India's Home Minister Amit Shah announced that the corridor will re-open from Wednesday ahead of Nanak's birth anniversary this Friday.

"In a major decision, that will benefit large numbers of Sikh pilgrims, PM @narendramodi govt has decided to re-open the Kartarpur Sahib Corridor from tomorrow," he said on Twitter.

"I am sure that (the) govt’s decision to reopen the Kartarpur Sahib corridor will further boost the joy and happiness across the country," Shah added.

A Pakistani official source said the corridor had never been closed on the Pakistan side, and that they were waiting for confirmation from Indian authorities that the pilgrims would be allowed to cross.

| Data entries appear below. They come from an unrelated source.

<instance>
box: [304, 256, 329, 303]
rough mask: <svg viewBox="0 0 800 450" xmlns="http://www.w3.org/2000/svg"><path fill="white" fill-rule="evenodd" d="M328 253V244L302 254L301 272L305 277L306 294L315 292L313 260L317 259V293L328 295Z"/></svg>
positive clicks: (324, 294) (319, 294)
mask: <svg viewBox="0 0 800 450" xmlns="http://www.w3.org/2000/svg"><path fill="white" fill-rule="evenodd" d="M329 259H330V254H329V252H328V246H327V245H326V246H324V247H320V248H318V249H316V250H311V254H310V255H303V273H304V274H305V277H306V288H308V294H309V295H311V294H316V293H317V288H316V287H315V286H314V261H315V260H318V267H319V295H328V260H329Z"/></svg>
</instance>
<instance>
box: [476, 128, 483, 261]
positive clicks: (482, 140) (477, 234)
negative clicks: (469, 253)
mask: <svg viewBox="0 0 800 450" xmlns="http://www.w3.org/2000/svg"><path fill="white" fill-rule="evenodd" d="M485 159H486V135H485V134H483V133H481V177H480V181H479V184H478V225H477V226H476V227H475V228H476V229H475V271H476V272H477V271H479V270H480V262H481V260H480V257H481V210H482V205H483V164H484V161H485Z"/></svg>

The white-domed shrine in Kartarpur, a small town just four kilometres (2.5 miles) inside Pakistan, had remained out of reach of Indian Sikhs for decades because of hostile relations between the two countries.

When Pakistan was carved out of India at the end of British rule in 1947, Kartarpur ended up on the Pakistan side of the border, while most of the region’s Sikhs remained on the other side.

There are an estimated 20,000 Sikhs left in Pakistan after millions fled to India following the bloody religious violence ignited by partition.

Guru Nanak, born in 1469 to a Hindu family near the present-day Pakistani city of Lahore, is revered both by Sikhs and Hindus who prepare community feasts known as langars to mark his birth anniversary.